Since the objective was to analyze the impact of the shallow urban geology, the vertical discretization of the computational layers was set to 1 m at the top and increases with depth until layer 6, 10 m below the terrain. From layer 7 and lower down, the computational layer thickness follows the extent of regional layers from the regional model. The small layer thickness at the top of the model was specified to resolve the variation in the anthropogenic geology in the geological models V1 and V2. The layer thickness was set to increase with depth because the anthropogenic effect is expected to decrease with depth, and a coarser computational grid reduces the computational burden.

Saturated-zone drainage was represented in the models at distributed depths based on the following three assumptions: (1) the sewer system in the impervious part of the urban model was leaky, and the sewer pipes act as saturated-zone drains if the groundwater level reaches the level of a sewer pipe; (2) buildings with basements all have perimeter drains installed at 3 m b.g.l. (below ground level), except for basements at two locations, where the basement reaches down to, respectively, 4 and 10 m b.g.l.; and (3) in green and forested areas, as well as open landscapes, the drain depth was assumed to be 1 m b.g.l.

The location and depth of the sewer system were provided by the local wastewater company (LaBianca, 2023a), and data on buildings with basements were received from the municipality (Odense Kommune, 2019).

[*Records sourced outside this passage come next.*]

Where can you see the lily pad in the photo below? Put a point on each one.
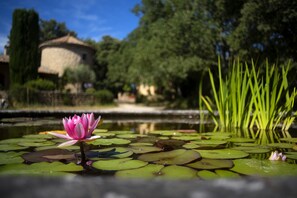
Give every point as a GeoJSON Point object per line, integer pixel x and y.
{"type": "Point", "coordinates": [227, 174]}
{"type": "Point", "coordinates": [206, 174]}
{"type": "Point", "coordinates": [177, 172]}
{"type": "Point", "coordinates": [119, 152]}
{"type": "Point", "coordinates": [147, 172]}
{"type": "Point", "coordinates": [11, 147]}
{"type": "Point", "coordinates": [11, 158]}
{"type": "Point", "coordinates": [264, 167]}
{"type": "Point", "coordinates": [209, 164]}
{"type": "Point", "coordinates": [252, 150]}
{"type": "Point", "coordinates": [40, 168]}
{"type": "Point", "coordinates": [175, 157]}
{"type": "Point", "coordinates": [49, 155]}
{"type": "Point", "coordinates": [222, 154]}
{"type": "Point", "coordinates": [241, 140]}
{"type": "Point", "coordinates": [144, 149]}
{"type": "Point", "coordinates": [281, 145]}
{"type": "Point", "coordinates": [118, 164]}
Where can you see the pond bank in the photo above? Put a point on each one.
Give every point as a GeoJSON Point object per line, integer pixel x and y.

In the model setup, the drainage of groundwater into the sewers and the drains was assumed to be the same for the entire domain. The water collected by the drains is discharged to either one of the two streams in the model or out of the model if the area is not part of an area contributing to the streams.

3.3 Calibration

The hydrological models were calibrated using the parameter estimation tool PEST (Doherty, 2016a, b), following the same procedure for all six models. In the calibration scenarios, the models were run for the period 2012–2020, where 2012–2014 was used as a warmup and 2015–2020 as the calibration period.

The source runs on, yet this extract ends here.